533 views

Skip to first unread message

Jul 4, 2022, 5:57:37 PM7/4/22

to pqc-co...@nist.gov, pqc-...@list.nist.gov

D. J. Bernstein, T. Lange, and C. Peters wrote:

> Our PQCrypto 2008 ISD algorithm is faster than the Eurocrypt 2022 ISD

> algorithm, on the CPUs selected in the new paper, for the challenges

> selected in the new paper, according to a direct comparison of (1) our

> measurements of the 2008 software (the 2+2 case of the 2008 algorithm)

> and (2) the speeds reported in the new paper for that paper's software.

As further confirmation, I used the 2008 software to run full attacks

on two EPYC 7742 CPUs (the 2022 paper selected these CPUs and used four

of them) against all three dimension-1223 Goppa challenges available

from https://decodingchallenge.org. (The 2022 paper covered one of the

dimension-1223 challenges and a dimension-1284 challenge.) All three

runs completed successfully without any surprises.

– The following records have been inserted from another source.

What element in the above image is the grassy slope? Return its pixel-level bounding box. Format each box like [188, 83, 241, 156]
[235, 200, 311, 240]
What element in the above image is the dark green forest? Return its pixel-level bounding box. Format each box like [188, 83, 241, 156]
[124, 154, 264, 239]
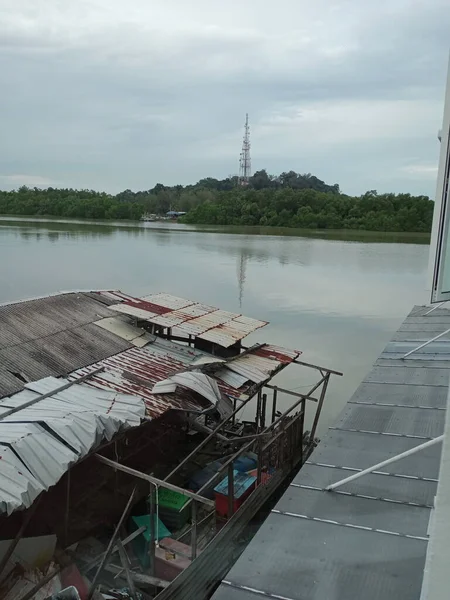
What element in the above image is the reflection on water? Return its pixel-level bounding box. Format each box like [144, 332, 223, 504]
[0, 218, 428, 434]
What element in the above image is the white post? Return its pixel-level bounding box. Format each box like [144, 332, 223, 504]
[423, 300, 448, 317]
[325, 435, 444, 492]
[402, 329, 450, 359]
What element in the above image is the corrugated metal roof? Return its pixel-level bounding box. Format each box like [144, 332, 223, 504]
[106, 294, 267, 348]
[0, 377, 145, 514]
[69, 338, 300, 418]
[0, 292, 132, 397]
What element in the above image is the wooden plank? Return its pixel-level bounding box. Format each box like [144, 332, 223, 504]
[95, 454, 215, 507]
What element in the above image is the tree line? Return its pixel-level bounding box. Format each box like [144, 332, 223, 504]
[0, 170, 433, 232]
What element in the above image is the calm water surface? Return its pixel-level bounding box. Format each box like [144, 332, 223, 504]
[0, 218, 428, 433]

Thanks to the Fast Crypto Lab cluster at the Institute of Information

Science at Academia Sinica, Taiwan, for providing the dual EPYC 7742.

The exact time for any particular attack run is well known to have

considerable randomness, just like searching randomly for an AES key.

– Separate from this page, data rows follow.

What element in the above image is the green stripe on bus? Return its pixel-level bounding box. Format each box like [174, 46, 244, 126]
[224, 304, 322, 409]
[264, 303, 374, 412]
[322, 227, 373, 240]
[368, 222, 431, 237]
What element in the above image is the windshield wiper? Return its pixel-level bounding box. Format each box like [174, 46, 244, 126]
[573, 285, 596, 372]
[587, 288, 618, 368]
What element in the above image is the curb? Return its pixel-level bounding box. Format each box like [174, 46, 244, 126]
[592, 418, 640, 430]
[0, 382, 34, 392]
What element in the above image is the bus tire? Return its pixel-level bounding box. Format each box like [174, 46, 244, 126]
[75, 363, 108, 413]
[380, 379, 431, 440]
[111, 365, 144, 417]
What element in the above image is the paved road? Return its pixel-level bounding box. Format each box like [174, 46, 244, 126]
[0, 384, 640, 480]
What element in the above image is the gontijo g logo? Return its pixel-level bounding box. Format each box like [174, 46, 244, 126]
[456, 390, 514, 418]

Because of the variance in run times, individual run times are not

statistically meaningful and should never be used to compare algorithms

of this type. However, I monitored wall-clock times, CPU times, cycle

counts (using RDTSC, which runs at 2.245GHz on these CPUs), and

iteration counts to check for any discrepancies across these numbers.

All three of the runs happened to be lucky, using, respectively, just

83%, 1.7%, and 83% of the average number of iterations (184 billion):

more precisely, 153022933873, 3111365348, 153926141900 iterations. Each

iteration took 1.68 million cycles (average; there was some variance, as

expected from the cache structure). The wall-clock times using 128 cores

were about 248 hours, 5 hours, and 250 hours. Here are the CPU times and

wall-clock times in more detail:

114454917.40user 497.65system 248:23:46elapsed 12799%CPU (0avgtext+0avgdata 15380maxresident)k

2327597.87user 21.17system 5:03:05elapsed 12799%CPU (0avgtext+0avgdata 15488maxresident)k

115167358.18user 200.05system 249:56:30elapsed 12799%CPU (0avgtext+0avgdata 15496maxresident)k

The output vectors for the three runs appear below, in the same order as

the "providers" on https://decodingchallenge.org.

It is natural to wonder whether lucky runs are actually an indication

that average iteration counts have been miscalculated. Here are three

independent ways to check the calculations.

The first is to run more experiments, meaning smaller runs for any given

CPU budget. For example, here are the iteration counts observed in

running the same code (with the same l=22, m=1, c=8) against a range of

smaller challenges from https://decodingchallenge.org:

431 3.8% 154 4060 4033

431 52.8% 2144 4060 4033

431 60.0% 2435 4060 4033

482 131.1% 18482 14101 14029

482 220.7% 31120 14101 14029

482 16.6% 2338 14101 14029

534 45.2% 5341 11820 11748

534 47.5% 5616 11820 11748

534 2.6% 302 11820 11748

587 33.2% 13600 40969 40766

587 73.6% 30168 40969 40766

587 9.6% 3937 40969 40766

640 154.1% 225989 146688 146077

640 51.2% 75132 146688 146077

640 137.4% 201604 146688 146077

695 131.9% 730398 553830 551850

695 43.9% 243069 553830 551850

695 1.1% 6030 553830 551850

751 64.3% 6500820 10111752 10087366

751 67.3% 6803082 10111752 10087366

751 134.4% 13586235 10111752 10087366

808 133.9% 55699927 41583562 41492753

808 11.4% 4748656 41583562 41492753

808 3.5% 1460929 41583562 41492753

865 60.7% 96347036 158848155 158526591

865 53.9% 85624754 158848155 158526591

865 11.6% 18492422 158848155 158526591

923 269.7% 1847405002 684909178 683634590

923 174.9% 1197860601 684909178 683634590

923 6.3% 43134954 684909178 683634590

982 35.1% 974255720 2776326652 2771487282

982 128.7% 3572455007 2776326652 2771487282

982 24.1% 668935675 2776326652 2771487282

1041 47.4% 236327577 498978858 497804860

1041 248.1% 1237981333 498978858 497804860

1041 170.7% 851782527 498978858 497804860

The first column is the dimension. The last two columns are the average

iteration counts calculated for type-1 and type-3 iterations, always

very close together. (The attack code uses type-2 iterations, which are

intermediate.) The third column is the observed iteration count for one

attack. The second column is the observed iteration count as a

percentage of the calculated average type-1 iteration count.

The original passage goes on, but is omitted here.